Kids Sports Hydration
Do you as coach have a Sports Hydration routine with your athletes?
Water is more important than food for the human body. Everybody's functions rely on water. Our bodies lose water all day. Hence the need to keep fluid intake levels high.
Every time an athlete begins to feel flat or illness approaching increasing the water intake should be the first course of action.
When kids play sports, sweat is produced to cool the body. The sweat needs to be replaced. Failure to replace the body’s fluid levels begins the ever increasing speedy process of the athletes performance level decreasing.
Children involved in swimming suffer from dehydration more than other kids sports. The body is kept cool in the water while training and competing however water loss it still happening. Drink up swimmers!
Sports Hydration tips for coaches
- Be a role model and use a water bottle personally in front of your athletes
- Promote and police the 'no water bottle no training session' policy
- Plan drink breaks in training sessions to encourage fluid intake
- Allow kids to have toilet breaks during training. What goes in must come out!
- 150-250ml of water is required every 20mins during solid training
- At least 1.5 - 2 liters per day
- Allow sweetened drinks to be consumed during long training sessions or competitions. Kids in sport should chose the children’s strength energy drinks rather than the full strength adult varieties.

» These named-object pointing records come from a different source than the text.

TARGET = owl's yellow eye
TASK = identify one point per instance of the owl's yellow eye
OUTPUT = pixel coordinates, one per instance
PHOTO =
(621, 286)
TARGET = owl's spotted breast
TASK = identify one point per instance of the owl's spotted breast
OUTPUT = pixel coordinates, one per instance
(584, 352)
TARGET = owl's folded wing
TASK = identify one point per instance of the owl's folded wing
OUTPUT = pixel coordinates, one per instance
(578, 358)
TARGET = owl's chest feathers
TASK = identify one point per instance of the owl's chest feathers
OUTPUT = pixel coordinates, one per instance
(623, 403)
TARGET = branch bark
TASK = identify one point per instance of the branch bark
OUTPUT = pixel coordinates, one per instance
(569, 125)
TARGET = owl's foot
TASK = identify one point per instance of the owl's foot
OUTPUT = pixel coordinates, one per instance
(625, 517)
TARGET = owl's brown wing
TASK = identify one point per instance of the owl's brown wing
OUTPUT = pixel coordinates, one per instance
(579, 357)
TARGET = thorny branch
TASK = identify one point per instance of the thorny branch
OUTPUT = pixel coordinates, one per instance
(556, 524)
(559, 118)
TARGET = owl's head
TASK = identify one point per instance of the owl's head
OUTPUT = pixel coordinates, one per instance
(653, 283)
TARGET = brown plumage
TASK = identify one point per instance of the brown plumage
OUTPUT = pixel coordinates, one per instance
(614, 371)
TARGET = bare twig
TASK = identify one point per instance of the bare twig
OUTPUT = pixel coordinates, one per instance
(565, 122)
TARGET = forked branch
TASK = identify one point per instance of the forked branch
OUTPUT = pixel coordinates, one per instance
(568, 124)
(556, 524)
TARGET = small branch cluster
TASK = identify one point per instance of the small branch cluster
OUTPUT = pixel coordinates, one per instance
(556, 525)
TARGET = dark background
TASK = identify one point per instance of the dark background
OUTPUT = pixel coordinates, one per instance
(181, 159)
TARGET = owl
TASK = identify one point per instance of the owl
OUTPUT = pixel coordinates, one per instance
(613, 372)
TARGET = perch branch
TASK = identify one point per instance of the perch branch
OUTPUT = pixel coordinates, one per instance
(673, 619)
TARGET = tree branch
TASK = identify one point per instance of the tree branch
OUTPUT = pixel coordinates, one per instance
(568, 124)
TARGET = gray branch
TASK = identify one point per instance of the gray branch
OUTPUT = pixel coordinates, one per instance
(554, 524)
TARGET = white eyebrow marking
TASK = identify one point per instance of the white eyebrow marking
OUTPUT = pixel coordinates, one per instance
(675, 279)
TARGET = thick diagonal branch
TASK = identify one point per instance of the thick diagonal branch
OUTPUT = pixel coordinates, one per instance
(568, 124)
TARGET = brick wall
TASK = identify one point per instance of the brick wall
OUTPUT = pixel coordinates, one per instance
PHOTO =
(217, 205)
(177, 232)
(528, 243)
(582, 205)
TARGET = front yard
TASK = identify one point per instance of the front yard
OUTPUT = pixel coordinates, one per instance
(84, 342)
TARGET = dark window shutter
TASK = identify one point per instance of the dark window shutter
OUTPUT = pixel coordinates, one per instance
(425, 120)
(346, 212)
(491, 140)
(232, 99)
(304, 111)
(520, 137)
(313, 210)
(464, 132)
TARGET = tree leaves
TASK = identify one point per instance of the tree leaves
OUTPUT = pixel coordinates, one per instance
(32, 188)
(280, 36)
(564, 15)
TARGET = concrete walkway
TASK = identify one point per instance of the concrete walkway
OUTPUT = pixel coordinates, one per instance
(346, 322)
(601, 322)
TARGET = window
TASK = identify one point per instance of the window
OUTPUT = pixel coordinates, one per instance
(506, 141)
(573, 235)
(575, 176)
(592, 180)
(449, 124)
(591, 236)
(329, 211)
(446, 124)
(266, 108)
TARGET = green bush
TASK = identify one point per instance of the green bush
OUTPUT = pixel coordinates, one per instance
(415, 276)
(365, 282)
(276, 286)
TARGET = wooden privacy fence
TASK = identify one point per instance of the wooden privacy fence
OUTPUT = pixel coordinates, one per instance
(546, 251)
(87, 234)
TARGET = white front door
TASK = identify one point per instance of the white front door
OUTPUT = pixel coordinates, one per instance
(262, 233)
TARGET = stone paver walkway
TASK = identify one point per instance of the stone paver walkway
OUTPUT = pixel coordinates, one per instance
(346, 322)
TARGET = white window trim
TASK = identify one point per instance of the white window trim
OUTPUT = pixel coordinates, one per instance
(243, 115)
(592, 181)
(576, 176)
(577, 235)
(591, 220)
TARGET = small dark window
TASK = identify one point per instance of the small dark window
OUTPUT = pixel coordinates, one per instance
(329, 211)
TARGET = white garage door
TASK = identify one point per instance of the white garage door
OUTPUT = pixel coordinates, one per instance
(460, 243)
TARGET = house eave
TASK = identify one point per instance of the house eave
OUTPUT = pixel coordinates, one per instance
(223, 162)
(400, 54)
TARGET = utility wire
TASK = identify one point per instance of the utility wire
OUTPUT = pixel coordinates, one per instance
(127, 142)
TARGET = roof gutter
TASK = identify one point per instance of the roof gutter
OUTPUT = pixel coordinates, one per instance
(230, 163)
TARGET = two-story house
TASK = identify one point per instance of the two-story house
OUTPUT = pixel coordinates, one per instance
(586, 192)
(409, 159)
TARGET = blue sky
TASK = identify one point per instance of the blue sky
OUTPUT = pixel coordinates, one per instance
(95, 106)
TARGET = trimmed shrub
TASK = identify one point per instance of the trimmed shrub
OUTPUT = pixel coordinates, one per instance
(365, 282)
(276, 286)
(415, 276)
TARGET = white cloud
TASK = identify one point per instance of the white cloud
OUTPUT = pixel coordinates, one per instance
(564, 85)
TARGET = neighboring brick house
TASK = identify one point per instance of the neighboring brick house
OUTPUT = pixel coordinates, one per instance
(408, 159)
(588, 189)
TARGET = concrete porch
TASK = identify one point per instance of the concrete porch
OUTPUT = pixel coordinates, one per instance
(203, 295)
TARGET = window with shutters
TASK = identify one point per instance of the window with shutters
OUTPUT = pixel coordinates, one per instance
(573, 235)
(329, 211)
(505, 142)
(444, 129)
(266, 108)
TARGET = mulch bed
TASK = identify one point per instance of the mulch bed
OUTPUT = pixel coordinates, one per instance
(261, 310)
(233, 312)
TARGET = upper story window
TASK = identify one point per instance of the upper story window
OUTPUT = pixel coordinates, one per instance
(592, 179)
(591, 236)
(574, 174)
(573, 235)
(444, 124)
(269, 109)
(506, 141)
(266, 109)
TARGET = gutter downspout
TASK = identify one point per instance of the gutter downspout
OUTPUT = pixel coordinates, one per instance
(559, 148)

- Kids in sport dehydrate faster than adults
- What are the weather conditions? Warmer temperatures are going to increase the bodies fluid loss. Increase the intake levels.
- Kids in cold weather conditions and climates still sweat under the layers of clothes
- Recognize the symptoms of dehydration and heat stroke; thirsty, flushed face, sweat stopped appearing on skin, confusion, dizziness, diarrhea and nausea.
Coaches should note that 10 hours of sleep a night is needed for the sports kids to function at their peak.
My personal observations of sports hydration in kids sports is that children are very good at drinking while at training but are terrible when they are between training sessions.
Kids in sport should make a water bottle a permanent fixture in their hand around home and school.